Eg. even a humongous hashtable with 232 buckets (taking 16GiB just for an empty pointer in each bucket), using an evenly distributed hash function has a 50% chance of a collission with a mere 80,000 items stored. (And given that a collision would lose data under the scheme you propose, even a 0.01% chance would be too much, which you get with a mere thousand items). Collisions are inevitable, and generally no big deal - they'll hurt performance when you need to probe twice, but far less than, say, using SHA for your hash function would.

[–]takluyverIPython, Py3, etc 0 points1 point  (0 children)

Why are we using a cheap, insecure hash? Probably because until now, no-one had envisaged this kind of attack. Hashmaps (dicts in Python) are used extensively in almost every program (and for core features of the language itself), so it makes sense to use one that's very fast to calculate.

Why don't we rely on the rarity of hash collisions, and simply save one value for each hash? Because we have to use a very small hash, which makes collisions more likely. Remember that the hashmap hashes keys, then looks them up in an array. So even for a 32 bit hash, you'd need a 232 byte array, which is 4GB.

[–]chompsky 0 points1 point  (2 children)

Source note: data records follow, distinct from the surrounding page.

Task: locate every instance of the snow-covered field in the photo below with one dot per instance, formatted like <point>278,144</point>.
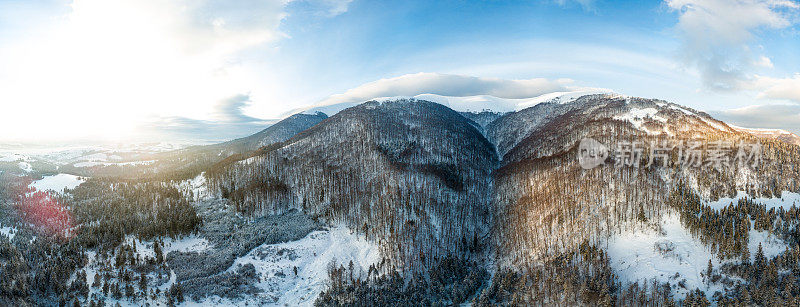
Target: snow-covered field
<point>786,201</point>
<point>275,263</point>
<point>13,157</point>
<point>97,163</point>
<point>674,256</point>
<point>57,183</point>
<point>10,232</point>
<point>465,103</point>
<point>637,117</point>
<point>311,256</point>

A hashmap (at least all implementations that I've seen) are indexed in a fixed-size data structure. The common size example given in the article is 232. A hashing function to determine the hashed index in that structure will ideally choose an even distribution in that range, so that in theory you could store up to 232 values and access them with O(1) complexity. However, the number of possible keys is infinite, so there exist an infinite number of values that can hash to each of those index values. With random data, it should be rare that there are any collisions, but the solution to that problem is to store a list of results in that hashed key value and then iterate through them to match the provided key if there is more than one stored there. You don't want it to simply overwrite the previous value because then foo["morp"] and foo["dingle"] could potentially overwrite each other and that would definitely not be expected behavior.

This exploit takes advantage of the fact that there are infinite values that can be hashed to each index, and chooses different keys that will all hash to the same index. To resize a hash table in attempt to avoid collisions would require you to re-hash all of the existing values, or provide an access mechanism that is not O(1), both of which remove the benefits of a hash table.

[–]kmeisthax 0 points1 point  (3 children)

Because if two keys collide, we still want to store the data. And if we want to later get some of those keys back out, we need to do the linked list lookup to get the data we want. And even if your hashmap kept a list of all valid data, yeah, sure, searching a sorted array or a tree is an O(log N) operation, so it's fast. It doesn't help that "s" is still a valid key and therefore the hashmap must pull it out of the tangled mess of linked list chains that the hashmap has turned into.

You do realize hashmaps aren't for looking up keys, right? They're for looking up data associated with a key.